The PHED was suspended indefinitely by ICE on November 2, 2018. In the announcement, the executive president of ICE, Irene Cañas, cited financial issues as a primary reason for the decision and also announced a series of adjustments to improve the financial conditions of the entity. Previously, in November 2016, the Costa Rican Supreme Court ordered a moratorium on the PHED until ICE completed a consultation with local affected indigenous communities, which it had been stalling on since 2011.

The PHED was to be part of the PPP - Plan Puebla Panama, now known as The Mesoamerica Project, or in Spanish Proyecto Mesoamérica - via SIEPAC.

The dam's electrical operating plant was proposed to have been built at Palmar Norte, some distance from the dam itself. The project included two tunnels. Palmar Norte is a small village located in the Térraba Valley. The region now continues to be served by an old conventional electrical plant at this village.

== History ==
A previous version of this dam was under development for over 30 years, first called the Boruca Dam. The Boruca Dam would have included an aluminum smelting operation. ICE moved the project upstream to the west to the neighboring Térraba Indigenous Territory. Under the old proposal, the Diquís would be built on the General River rather than the Térraba River and would flood some of the Valle de General.

Representatives of some indigenous organizations were against the El Diquís Hydroelectric Project since its inception, stating that their rights have been disregarded. The project would have flooded approximately 685 hectares of their land, which might have forced members of the neighbouring Térraba community out of their homes. A student at the University of Texas School of Law's Human Rights Clinic wrote in an essay that the Costa Rican government had violated the rights of the indigenous people by failing to consult with them and keep them informed of project activities, in spite of international laws requiring them to do so.

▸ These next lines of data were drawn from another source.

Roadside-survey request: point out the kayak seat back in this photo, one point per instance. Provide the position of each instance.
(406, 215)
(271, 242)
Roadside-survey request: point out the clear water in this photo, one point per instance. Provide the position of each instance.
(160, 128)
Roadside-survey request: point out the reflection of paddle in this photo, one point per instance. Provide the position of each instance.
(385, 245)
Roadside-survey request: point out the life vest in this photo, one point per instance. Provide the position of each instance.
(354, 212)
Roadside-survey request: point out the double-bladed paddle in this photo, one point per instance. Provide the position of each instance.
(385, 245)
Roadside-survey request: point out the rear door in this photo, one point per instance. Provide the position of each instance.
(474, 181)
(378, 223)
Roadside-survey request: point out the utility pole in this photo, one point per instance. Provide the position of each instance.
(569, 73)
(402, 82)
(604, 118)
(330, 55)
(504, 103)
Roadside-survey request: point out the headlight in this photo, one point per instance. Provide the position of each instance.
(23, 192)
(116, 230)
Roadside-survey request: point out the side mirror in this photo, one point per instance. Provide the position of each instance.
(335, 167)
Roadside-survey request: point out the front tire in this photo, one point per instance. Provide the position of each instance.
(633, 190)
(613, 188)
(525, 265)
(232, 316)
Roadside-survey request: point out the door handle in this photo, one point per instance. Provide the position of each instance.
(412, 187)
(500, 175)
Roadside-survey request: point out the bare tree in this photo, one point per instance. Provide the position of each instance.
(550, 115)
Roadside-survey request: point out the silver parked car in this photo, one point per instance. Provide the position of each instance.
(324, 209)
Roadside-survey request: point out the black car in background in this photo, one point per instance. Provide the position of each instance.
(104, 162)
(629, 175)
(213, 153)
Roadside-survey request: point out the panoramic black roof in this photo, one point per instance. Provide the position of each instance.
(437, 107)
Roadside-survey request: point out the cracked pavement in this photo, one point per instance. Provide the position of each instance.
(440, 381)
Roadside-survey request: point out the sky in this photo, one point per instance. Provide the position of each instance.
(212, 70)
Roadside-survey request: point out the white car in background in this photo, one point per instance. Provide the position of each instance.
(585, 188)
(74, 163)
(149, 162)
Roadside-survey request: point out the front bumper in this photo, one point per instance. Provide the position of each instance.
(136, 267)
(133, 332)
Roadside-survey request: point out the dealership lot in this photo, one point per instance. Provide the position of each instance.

In 2010, a former United Nations Special Rapporteur on the rights of Indigenous Peoples, James Anaya, recommended that ICE open a dialogue with affected indigenous communities.

In March 2011, the Teribe indigenous community filed a lawsuit against ICE, and in April 2011 the United Nations Organization also sent a letter to the Costa Rican government echoing the concerns of the Indigenous community. In October 2011, The Constitutional Chamber (Sala IV) of the Supreme Court of Costa Rica gave ICE a six-month deadline to consult with indigenous residents in the Térraba area based on recommendations by the United Nations.

In 2015 a coalition of anti-dam organisations submitted a document to the United Nations Committee on the Elimination of Racial Discrimination. These groups claimed that Costa Rica, having signed the International Labor Organization Convention 169 (Convention on Indigenous and Tribal Peoples), must respect Térraba indigenous lands and obtain free prior informed consent prior to construction.